Invasive Species Compendium

Detailed coverage of invasive species threatening livelihoods and the environment worldwide

Abstract

Effect of dietary history and algal traits on feeding rate and food preference in the green sea urchin Strongylocentrotus droebachiensis.

Abstract

Feeding behaviour is influenced by a variety of factors, including nutritional requirements, the quality of available foods, and environmental conditions. We examined the effect of two factors, food morphology and dietary history, on the feeding rate and preference of the sea urchin Strongylocentrotus droebachiensis. Standardizing food shape and structure did not alter urchins' expected preference for the native kelp Laminaria longicruris over the invasive alga Codium fragile ssp. tomentosoides. However, when foods containing L. longicuris were shaped to mimic the algae, the C. fragile mimic was consumed more rapidly than the kelp mimic. Dietary history had no effect on single diet feeding rate. Urchins feeding on C. fragile consistently consumed twice as much (by mass) as those fed kelp, regardless of their previous diet.

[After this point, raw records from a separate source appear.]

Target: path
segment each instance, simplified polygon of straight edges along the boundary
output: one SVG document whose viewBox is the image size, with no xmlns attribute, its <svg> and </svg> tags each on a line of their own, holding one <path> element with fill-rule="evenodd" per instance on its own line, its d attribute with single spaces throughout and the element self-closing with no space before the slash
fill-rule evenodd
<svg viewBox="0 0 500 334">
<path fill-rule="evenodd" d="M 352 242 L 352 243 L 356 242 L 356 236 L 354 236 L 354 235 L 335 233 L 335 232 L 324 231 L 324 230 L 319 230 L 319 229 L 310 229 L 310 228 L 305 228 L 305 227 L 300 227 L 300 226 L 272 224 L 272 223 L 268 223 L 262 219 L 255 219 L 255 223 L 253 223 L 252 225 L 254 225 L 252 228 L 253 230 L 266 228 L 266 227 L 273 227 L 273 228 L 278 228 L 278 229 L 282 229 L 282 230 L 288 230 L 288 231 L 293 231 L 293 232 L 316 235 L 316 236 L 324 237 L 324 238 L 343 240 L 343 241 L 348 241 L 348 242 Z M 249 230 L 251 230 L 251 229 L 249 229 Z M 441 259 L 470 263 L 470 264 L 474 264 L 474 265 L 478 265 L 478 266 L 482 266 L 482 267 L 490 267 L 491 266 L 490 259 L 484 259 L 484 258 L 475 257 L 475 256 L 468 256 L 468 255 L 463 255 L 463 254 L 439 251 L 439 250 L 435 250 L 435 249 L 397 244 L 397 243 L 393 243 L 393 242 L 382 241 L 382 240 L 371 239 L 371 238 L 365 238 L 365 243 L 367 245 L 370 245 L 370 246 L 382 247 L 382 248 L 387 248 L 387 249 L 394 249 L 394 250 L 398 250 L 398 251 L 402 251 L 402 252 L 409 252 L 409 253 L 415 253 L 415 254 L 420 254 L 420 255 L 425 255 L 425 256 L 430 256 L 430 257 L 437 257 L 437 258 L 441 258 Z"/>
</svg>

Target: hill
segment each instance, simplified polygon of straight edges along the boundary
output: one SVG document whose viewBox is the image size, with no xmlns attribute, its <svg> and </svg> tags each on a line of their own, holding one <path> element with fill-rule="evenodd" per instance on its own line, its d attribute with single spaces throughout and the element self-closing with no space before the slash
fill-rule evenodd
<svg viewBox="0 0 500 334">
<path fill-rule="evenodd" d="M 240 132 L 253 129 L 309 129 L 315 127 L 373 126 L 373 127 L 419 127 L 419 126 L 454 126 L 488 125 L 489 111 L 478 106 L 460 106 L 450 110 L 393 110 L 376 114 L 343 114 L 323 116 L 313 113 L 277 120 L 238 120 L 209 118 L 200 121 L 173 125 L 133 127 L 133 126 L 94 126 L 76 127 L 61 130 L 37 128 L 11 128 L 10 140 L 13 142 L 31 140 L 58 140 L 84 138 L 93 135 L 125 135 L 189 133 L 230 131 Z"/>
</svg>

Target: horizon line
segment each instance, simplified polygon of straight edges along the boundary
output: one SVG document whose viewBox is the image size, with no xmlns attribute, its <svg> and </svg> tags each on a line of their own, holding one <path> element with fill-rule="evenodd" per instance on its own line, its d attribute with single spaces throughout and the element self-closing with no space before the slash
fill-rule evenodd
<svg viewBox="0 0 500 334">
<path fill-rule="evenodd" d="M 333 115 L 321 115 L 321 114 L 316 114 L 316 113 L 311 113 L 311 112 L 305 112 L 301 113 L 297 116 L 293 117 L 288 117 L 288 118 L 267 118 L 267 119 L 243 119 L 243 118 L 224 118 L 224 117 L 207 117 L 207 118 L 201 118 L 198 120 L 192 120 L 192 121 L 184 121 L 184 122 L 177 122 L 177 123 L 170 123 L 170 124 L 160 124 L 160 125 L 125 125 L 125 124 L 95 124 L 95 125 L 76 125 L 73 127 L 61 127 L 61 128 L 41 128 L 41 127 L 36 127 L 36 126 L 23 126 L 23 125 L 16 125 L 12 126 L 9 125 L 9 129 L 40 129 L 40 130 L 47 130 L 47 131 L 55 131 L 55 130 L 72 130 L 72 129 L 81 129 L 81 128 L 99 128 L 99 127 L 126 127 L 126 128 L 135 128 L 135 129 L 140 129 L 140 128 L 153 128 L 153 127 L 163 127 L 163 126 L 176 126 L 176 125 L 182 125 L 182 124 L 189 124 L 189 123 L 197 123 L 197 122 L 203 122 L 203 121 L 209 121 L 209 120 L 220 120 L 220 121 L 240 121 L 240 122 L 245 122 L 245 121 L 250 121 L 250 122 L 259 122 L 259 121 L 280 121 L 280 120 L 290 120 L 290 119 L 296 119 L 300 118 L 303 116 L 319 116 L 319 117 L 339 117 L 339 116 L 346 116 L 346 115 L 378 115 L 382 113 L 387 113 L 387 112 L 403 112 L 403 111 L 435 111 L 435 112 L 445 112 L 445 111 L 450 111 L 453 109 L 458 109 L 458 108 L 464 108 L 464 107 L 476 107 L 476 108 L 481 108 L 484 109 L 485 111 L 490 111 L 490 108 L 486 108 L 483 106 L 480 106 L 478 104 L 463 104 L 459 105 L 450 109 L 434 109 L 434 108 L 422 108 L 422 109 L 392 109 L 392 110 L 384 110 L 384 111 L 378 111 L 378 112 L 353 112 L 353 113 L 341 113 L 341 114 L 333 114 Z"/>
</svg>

Despite higher feeding rates on C. fragile, urchins feeding on this alga were unable to compensate for its low energetic content and ingested less energy. Dietary history had a short-term effect on food preference, with urchins tending to prefer less familiar foods. Our findings suggest that urchins feed on C. fragile at a high rate, due to ease of handling and/or compensatory feeding, and that they do not a have strict preference hierarchy. Rather, food choice appears to reflect active maintenance of a mixed diet.